Sintia mulai menghela nafasnya karena menahan amarah "Sodara! aku ini sekarang sudah jadi istri kamu mas. Kita sekarang sudah menikah dan harusnya kamu bisa belajar untuk mencintai aku! apa karena kamu masih cinta sama melati?" tanya Sintia. "Percuma mas, percuma karena melati sudah gak cinta sama kamu! Dia sendiri yang bilang sama aku tadi pagi, dia bilang kalau dia sudah melupakan kamu dan akan berusaha untuk menerima kak Devan sebagai suaminya, apa kamu masih berharap setelah mendengar fakta itu?"

"aku gak percaya kalau melati bicara seperti itu!" ucap Rifaldi.

"Terserah kamu mau percaya atau tidak dengan apa yang aku katakan barusan, tapi silahkan kamu tanyakan langsung sama melati mas! agar kamu tahu langsung dari orangnya!" sahut Sintia.

"Sintia benar, aku harus bicara dan tanyakan langsung pada melati. Aku tidak akan percaya dengan semua ucapan Sintia kalau bukan mendengar langsung dari Melati sendiri!" ucap Rifaldi dalam hatinya dan langsung bergegas pergi untuk menemui Melati.

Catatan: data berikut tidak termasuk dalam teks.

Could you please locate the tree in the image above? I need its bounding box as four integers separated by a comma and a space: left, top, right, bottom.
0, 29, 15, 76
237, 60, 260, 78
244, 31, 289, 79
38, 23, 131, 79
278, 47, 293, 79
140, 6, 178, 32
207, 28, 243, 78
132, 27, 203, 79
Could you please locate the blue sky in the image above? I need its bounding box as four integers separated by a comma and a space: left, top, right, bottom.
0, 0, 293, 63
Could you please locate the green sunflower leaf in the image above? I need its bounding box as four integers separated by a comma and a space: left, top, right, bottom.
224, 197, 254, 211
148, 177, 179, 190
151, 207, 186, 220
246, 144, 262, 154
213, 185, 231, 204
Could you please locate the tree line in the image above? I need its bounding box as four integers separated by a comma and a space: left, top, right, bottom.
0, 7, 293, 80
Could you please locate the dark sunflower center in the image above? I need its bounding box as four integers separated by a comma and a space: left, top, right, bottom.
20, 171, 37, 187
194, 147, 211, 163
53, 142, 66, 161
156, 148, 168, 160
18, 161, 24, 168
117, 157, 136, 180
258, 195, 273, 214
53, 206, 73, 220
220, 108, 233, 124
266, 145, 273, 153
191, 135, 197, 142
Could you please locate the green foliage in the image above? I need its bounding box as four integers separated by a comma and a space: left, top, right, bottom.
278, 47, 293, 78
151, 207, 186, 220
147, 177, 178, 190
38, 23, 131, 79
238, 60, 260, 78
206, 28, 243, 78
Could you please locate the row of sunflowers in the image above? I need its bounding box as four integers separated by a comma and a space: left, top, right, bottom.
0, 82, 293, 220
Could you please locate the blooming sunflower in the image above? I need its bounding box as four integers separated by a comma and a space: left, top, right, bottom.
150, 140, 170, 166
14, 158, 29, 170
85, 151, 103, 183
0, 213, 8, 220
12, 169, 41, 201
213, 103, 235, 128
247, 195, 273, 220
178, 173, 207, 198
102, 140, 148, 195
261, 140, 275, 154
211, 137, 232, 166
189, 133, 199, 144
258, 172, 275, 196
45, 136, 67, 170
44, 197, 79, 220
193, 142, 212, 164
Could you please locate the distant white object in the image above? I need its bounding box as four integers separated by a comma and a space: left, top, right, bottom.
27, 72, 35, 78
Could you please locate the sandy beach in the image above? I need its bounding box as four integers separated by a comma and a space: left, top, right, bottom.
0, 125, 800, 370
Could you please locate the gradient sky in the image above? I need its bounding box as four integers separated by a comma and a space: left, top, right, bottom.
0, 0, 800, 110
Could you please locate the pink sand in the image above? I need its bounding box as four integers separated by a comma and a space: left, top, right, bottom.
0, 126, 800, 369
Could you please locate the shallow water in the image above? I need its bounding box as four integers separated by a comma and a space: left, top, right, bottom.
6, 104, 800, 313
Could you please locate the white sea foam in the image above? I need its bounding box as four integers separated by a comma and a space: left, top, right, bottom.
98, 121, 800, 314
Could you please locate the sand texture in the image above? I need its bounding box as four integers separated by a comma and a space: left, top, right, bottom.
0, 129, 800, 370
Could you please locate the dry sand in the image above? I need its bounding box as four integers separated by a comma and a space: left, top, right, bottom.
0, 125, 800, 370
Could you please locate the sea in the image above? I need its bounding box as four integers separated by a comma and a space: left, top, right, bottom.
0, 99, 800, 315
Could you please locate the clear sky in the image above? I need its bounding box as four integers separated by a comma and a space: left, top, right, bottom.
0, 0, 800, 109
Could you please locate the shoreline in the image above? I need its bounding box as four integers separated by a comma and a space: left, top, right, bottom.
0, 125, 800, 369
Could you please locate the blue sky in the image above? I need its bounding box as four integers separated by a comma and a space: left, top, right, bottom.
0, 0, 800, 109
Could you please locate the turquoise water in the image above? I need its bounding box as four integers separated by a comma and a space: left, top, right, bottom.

"Pasti mas Rifaldi mau nemuin melati, aku sangat yakin itu. Silahkan saja mas karena setelah itu kamu akan merasa sakit hati mendengar fakta bahwa wanita yang kamu cintai itu sudah tidak peduli lagi sama kamu!" gerutu Sintia yang masih menangis karena kesal dengan sikap yang diberikan Rifaldi.

Melati yang sudah selesai membuatkan kopi pun mulai berjalan menuju kamar miliknya itu. Dengan sangat hati-hati Melati membawa secangkir kopi itu dengan penuh cinta untuk suaminya.

"Ini mas kopi nya!" ucap Melati sambil meletakkan secangkir kopi itu diatas meja.

"Terima kasih!" sahut Devan.

"Sama-sama mas!" jawab Melati sambil tersenyum. "kalau begitu aku akan melanjutkan pekerjaanku dulu di dapur!"

Devan pun hanya mengangguk saja tanda setuju, sesekali Devan melirik ke arah Melati yang sudah pergi menjauh.

Saat Melati hendak turun ke bawah, Rifaldi langsung menarik tangan melati dan ingin membawa Melati ke suatu tempat.

"Melati, ikut aku sebentar. Aku ingin bicara sama kamu!" ucap Rifaldi yang memaksa Melati dengan sedikit kasar

Melati pun memberontak karena merasa kesakitan "Lepasin aku mas, kamu sudah membuat tanganku ini kesakitan!" sahut melati sambil menghempaskan pegangan Rifaldi.

"Maaf melati, aku gak bermaksud buat nyakitin kamu! Aku hanya ingin kita bicara berdua saja, setelah kejadian kemarin itu kita belum bicara tentang apapun dan aku juga belum menjelaskan apapun sama kamu!" ucap Rifaldi memohon.

"Memangnya apa yang ingin kamu katakan mas? aku rasa semua ini sudah tidak ada lagi yang perlu di bahas.  Kita sudah punya kehidupan masing - masing!" sahut Melati tanpa melihat wajah Rifaldi.

"Sebaiknya kamu tinggalkan aku sekarang!" pinta Melati dengan sangat tegas.

"Apa kamu sedang mengusirku....??" tanya Rifaldi.